Residents say the cows make the tourist resort town unattractive and want the county government to take action.
Their presence on the Likoni-Lungalunga highway is also a safety risk because they could cause accidents when they cross the road without herders and lie on roadsides.
“It is no surprise to step on cow dung when you walk to the beach,” said Said Juma, a resident of Ukunda.
Diani is famous for its white sandy beaches, attracting tourists from all over the world, while Ukunda, its main urban town, is busy day and night.
“Everywhere you go, you find cows, and no one has ever taken ownership of them. We wonder if they are wild animals,” Mr Juma said.
There are so many cows, he said, that they compete for space with women selling vegetables on roadsides as they seem to enjoy leftovers and human food.
Binti Hamisi, another resident, said the animals have contributed to worsening hygiene in Diani.
“I have seen that the streets are being beautified but the cows are eating the grass. They are also common in areas where there is solid waste and leftovers, and by the time they leave the area the litter is usually spread to other parts,” Ms Hamisi said.

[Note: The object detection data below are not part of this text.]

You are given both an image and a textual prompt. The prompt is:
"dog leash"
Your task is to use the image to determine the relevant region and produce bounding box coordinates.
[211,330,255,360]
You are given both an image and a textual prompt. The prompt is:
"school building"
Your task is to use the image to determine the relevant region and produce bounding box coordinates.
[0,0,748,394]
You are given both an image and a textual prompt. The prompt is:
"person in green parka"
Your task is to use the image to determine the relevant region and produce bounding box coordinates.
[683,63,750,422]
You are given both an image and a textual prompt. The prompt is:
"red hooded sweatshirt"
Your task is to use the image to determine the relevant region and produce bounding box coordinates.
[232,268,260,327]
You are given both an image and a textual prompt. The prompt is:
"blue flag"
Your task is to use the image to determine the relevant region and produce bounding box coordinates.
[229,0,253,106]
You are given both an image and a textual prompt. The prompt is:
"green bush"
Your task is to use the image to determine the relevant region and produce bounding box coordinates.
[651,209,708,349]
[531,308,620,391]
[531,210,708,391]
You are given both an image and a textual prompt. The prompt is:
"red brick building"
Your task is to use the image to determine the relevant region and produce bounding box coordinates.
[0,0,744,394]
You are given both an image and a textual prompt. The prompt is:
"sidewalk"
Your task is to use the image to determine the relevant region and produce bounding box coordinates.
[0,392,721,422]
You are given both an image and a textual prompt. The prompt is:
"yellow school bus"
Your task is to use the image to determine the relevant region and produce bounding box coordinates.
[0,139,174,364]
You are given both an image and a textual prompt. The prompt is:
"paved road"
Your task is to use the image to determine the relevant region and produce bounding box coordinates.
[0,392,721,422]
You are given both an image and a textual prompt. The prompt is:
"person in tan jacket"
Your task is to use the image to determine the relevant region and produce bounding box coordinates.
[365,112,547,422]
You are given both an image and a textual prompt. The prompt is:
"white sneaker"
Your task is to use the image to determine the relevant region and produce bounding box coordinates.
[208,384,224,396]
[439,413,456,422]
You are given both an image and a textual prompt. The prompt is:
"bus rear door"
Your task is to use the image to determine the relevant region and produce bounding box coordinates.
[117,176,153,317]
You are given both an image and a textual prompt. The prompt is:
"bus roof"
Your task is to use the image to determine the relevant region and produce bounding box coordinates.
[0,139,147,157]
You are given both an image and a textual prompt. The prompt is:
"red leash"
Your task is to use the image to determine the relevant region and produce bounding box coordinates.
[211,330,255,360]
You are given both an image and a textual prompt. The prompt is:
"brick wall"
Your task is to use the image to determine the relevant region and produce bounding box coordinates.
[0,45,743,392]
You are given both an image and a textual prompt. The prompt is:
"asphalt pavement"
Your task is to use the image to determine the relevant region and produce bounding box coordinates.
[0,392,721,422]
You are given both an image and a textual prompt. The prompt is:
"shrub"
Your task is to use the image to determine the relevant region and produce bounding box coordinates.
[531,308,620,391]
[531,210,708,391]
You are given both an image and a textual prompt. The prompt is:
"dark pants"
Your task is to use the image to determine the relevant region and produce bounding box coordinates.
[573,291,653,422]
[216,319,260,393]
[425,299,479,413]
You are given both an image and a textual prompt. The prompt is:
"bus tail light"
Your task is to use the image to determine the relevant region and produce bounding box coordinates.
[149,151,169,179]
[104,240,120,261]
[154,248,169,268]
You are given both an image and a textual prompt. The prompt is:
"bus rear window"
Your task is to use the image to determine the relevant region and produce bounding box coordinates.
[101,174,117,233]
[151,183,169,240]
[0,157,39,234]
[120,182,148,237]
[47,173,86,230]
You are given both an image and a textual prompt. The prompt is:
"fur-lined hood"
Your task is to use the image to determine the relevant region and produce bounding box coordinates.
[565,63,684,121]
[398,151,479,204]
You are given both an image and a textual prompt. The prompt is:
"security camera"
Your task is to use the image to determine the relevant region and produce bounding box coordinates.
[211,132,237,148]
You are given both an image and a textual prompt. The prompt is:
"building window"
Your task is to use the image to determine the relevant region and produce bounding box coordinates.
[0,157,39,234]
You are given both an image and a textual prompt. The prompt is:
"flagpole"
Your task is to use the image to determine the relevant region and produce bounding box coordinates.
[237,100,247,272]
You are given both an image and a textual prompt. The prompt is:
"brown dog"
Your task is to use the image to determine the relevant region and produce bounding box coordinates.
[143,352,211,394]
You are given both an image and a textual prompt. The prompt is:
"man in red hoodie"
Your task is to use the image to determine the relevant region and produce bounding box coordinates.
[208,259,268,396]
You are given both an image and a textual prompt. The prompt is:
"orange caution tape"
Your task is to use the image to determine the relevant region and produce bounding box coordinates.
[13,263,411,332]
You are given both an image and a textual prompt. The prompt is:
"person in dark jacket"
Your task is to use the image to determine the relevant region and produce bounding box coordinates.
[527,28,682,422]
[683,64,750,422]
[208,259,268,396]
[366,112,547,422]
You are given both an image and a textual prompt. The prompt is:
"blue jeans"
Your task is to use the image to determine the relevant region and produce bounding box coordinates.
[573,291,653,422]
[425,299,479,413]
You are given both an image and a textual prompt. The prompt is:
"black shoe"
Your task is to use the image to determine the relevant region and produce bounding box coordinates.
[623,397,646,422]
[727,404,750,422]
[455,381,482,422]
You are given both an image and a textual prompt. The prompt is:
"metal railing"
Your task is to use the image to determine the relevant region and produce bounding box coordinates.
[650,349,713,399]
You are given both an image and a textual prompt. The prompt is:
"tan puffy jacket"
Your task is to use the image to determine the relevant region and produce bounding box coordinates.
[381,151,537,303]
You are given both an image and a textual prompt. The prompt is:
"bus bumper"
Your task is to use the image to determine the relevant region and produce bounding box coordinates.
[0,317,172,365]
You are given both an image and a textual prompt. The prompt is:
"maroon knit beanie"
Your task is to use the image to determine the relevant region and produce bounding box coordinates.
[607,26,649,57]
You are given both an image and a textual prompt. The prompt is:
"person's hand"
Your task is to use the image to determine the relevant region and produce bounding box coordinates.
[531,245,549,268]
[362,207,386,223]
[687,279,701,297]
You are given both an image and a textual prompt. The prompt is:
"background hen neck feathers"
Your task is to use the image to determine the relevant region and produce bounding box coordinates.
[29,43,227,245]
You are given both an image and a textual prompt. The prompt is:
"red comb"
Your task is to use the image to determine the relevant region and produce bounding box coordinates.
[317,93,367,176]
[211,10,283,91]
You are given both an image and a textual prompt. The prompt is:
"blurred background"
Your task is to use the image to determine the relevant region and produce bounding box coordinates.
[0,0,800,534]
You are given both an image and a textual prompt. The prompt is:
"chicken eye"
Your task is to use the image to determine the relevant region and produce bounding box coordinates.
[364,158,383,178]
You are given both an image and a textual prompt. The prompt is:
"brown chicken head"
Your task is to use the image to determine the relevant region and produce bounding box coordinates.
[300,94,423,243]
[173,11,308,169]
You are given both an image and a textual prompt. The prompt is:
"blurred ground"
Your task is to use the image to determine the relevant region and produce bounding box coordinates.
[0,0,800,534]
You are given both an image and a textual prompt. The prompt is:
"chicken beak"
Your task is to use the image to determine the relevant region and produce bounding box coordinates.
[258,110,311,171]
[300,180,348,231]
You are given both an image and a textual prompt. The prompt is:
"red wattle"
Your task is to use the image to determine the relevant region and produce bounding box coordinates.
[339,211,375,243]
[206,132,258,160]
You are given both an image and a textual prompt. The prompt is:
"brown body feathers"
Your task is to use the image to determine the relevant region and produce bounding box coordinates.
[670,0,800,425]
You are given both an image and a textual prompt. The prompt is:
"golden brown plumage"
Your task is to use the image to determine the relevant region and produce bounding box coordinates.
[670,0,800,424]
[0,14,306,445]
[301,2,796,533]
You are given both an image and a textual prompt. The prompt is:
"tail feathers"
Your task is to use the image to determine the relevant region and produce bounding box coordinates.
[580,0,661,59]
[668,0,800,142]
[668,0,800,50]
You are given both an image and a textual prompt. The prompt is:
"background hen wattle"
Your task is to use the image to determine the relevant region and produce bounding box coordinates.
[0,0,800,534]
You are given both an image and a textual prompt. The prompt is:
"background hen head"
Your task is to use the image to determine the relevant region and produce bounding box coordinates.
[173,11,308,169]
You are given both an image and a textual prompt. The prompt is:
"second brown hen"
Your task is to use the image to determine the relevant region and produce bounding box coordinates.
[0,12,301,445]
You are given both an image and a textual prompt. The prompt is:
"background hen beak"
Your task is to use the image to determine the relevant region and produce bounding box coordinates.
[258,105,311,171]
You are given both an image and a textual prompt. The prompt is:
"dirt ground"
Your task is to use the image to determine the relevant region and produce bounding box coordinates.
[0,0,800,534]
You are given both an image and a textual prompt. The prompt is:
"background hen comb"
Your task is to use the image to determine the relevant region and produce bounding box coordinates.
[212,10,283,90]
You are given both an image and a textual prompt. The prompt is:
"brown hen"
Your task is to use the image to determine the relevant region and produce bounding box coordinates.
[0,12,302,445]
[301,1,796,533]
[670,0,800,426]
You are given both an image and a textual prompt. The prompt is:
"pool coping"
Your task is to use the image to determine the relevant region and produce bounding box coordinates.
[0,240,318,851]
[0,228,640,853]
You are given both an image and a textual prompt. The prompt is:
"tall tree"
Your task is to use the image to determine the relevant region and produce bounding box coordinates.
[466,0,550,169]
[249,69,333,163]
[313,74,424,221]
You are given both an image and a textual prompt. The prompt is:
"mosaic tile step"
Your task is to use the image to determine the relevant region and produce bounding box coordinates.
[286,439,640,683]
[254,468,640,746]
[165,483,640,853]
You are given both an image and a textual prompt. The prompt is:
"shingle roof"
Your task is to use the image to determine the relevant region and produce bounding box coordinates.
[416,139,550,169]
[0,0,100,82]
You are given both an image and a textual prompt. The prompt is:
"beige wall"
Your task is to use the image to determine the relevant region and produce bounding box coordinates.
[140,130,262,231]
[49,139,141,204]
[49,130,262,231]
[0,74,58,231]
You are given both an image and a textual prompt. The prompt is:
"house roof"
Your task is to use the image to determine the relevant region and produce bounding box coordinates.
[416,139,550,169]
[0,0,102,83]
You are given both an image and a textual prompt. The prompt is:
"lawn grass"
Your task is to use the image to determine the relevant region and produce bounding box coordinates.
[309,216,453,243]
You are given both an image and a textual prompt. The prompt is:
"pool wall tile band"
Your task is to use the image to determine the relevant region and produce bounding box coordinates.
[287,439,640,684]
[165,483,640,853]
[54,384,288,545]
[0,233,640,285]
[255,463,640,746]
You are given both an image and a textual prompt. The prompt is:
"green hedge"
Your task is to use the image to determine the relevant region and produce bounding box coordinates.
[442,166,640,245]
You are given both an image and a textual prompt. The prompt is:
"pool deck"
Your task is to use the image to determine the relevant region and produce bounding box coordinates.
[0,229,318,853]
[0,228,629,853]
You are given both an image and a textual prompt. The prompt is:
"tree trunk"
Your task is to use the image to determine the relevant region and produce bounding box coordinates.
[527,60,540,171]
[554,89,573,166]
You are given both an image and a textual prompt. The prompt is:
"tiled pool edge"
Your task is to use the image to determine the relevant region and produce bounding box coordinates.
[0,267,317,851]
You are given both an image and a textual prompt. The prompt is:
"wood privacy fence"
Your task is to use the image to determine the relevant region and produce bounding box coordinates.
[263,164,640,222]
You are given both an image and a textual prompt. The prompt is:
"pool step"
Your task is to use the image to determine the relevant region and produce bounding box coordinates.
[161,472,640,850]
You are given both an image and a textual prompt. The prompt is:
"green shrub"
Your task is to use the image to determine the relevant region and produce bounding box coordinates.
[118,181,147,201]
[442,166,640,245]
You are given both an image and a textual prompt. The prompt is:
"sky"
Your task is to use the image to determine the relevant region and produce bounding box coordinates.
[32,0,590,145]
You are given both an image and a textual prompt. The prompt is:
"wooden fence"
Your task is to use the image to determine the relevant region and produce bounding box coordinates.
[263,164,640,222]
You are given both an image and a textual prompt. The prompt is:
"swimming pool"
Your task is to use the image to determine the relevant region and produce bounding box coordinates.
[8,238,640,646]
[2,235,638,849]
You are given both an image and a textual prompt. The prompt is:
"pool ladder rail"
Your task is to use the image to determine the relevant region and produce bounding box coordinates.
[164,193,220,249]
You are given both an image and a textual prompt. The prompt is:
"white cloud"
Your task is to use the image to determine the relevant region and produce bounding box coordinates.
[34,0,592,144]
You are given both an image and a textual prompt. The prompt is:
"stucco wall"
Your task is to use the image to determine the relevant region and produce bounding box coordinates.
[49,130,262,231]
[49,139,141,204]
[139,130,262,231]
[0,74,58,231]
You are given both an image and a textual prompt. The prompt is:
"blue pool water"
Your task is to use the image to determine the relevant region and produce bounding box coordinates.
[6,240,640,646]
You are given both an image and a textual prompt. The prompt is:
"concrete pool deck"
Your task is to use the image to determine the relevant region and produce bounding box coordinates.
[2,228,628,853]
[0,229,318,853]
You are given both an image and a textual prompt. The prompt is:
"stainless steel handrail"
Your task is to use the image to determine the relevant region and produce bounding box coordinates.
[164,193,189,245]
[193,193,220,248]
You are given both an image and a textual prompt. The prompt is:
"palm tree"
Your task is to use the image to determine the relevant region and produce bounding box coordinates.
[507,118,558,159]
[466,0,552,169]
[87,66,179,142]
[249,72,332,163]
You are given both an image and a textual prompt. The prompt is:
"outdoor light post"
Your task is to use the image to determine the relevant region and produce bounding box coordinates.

Some residents are superstitious about the cows and say some of them can produce milk but no one milks them, fearing what might happen to them.
Omar Tambwe, a resident of Ukunda, said that despite the high demand for red meat from businesses and hotels in the town, it is impossible to steal the cows for that purpose.
“You cannot risk stealing and slaughtering the cow. You might slaughter it and you or a member of your family ends up dying,” he claimed.
Kwale Governor Fatuma Achani has acknowledged that the cows have puzzled county officials but she believes their owners are residents of Ukunda.
“This is a big issue for the county government because those affected by the cows and the owners of the cows are residents. We are looking for an effective way to deal with them because how can you take a cow without its owners?” she asked.
But Elizabeth Mumbua, a business owner, doesn’t see a problem with the cows.
“I am happy about the cows because they help slow down speeding tuktuks on the road,” she told the Nation.
Ms Mumbua may be in the minority. Plans are in place to rid the streets of the cows, said Diani Municipality Manager Hamisi Mwandaro.
The mysterious cows are owned by more than 20 people, he added.
“I have managed to get the list of all the owners and I have told them that we are going to take action on their cows if they do not take responsibility and tame their livestock,” he said.
He acknowledged that the cows were a nuisance to businesses, tourists and residents of Ukunda and Diani. He said he would reach out to the unknown owners through community radio stations.
“Very soon, I believe that the farmers will have to remove the cows from the streets. We are giving them time to organise themselves,” Mr Mwandaro said.
He warned that if the farmers don’t remove their animals from the streets, the county government may confiscate them.